“Goed bedoeld betekent niet meteen goed gedaan.” Deze volkswijsheid is ook van toepassing op het milieubeleid, want maar al te vaak blijken onbedoelde effecten van een milieumaatregel de oorspronkelijke bedoeling meer dan teniet te doen, ondervonden onderzoekers van, onder meer, de universiteit van Bonn.
Biopolymeren dat klinkt goed en suggereert duurzaamheid en milieuvriendelijkheid. Dat zit nog. Polymeren vervaardigen uit plantaardig materiaal heeft op zich geen nadelige gevolgen voor het klimaat, maar toch kan vervanging van uit aardolie gevormde polymeren door biopolymeren averechts werken.
Dat plantaardig materiaal moet ergens vandaan komen. Dat betekent dat er meer grond nodig is om die grondstoffen te telen. Die (noodzakelijke?) uitbreiding van van de landbouwgrond moet dan ergens gevonden worden en die zou wel eens ten koste kunnen gaan van de immer krimpende natuur. Als er bossen gerooid worden dan zijn er minder bomen om kooldioxide weg te vangen en dat leidt weer tot aardopwarming. Dus toch slecht voor het klimaat.
Ik wil hier wel een kanttekening bij plaatsen. Van de biomassa van voedingsgewassen gebruiken we maar een klein deel. De rest mieteren we weg. Dat zou prima materiaal voor de productie van biomaterialen kunnen zijn, dunkt me.
Dit voorbeeld moet illustreren dat goed bedoelde maatregelen tegen klimaatverandering en voor een beter milieu vaak niet zo uitpakken. “Het is daarom belangrijk we de negatieve effecten vooraf al inschatten”, zegt Jan Börner van de universiteit van Bonn. “We moeten beter begrijpen hoe die negatieve effecten ontstaan en hoe we ze kunnen vermijden. Ons exposé moet daar een bijdrage aan leveren.”
Irrationele
De oorzaak/gevolgrelaties zijn vaak knap ingewikkeld. Gelukkig hebben we dan onze rekenmodellen. Vooropgesteld dat dat goed in elkaar steekt kun je daar aardige voorspellingen mee doen. De vraag is dan wel hoe bouw je een betrouwbaar rekenmodel als je uit onwetendheid belangrijke factoren weglaat?
Het vervelende is ook dat de mens in dit verhaal een grote rol speelt en de diersoort mens staat niet bepaald bekend als een rationeel wezen. Toch denkt Börner dat je met behulp van die rekenmodellen kunt laten zien wat de gevolgen zijn van bepaalde maatregelen en hoe je die (negatieve) gevolgen kunt vermijden.
Een andere complicerende factor is dat de maatregelen effecten op de lange termijn beogen, althans voor mensen lange termijn.
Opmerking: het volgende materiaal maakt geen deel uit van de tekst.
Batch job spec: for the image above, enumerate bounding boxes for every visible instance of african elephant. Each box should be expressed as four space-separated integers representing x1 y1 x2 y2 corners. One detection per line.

Om voor organische grondstoffen over te gaan van aardolie op biomassa is in eerste instantie gunstig voor de broeikasgasuitstoot. Dat betekent echter ook dat een land als Duitsland meer biomassa zal moeten invoeren. Die biomassa zou wel eens kunnen komen van de houtkap van tropische regenwouden.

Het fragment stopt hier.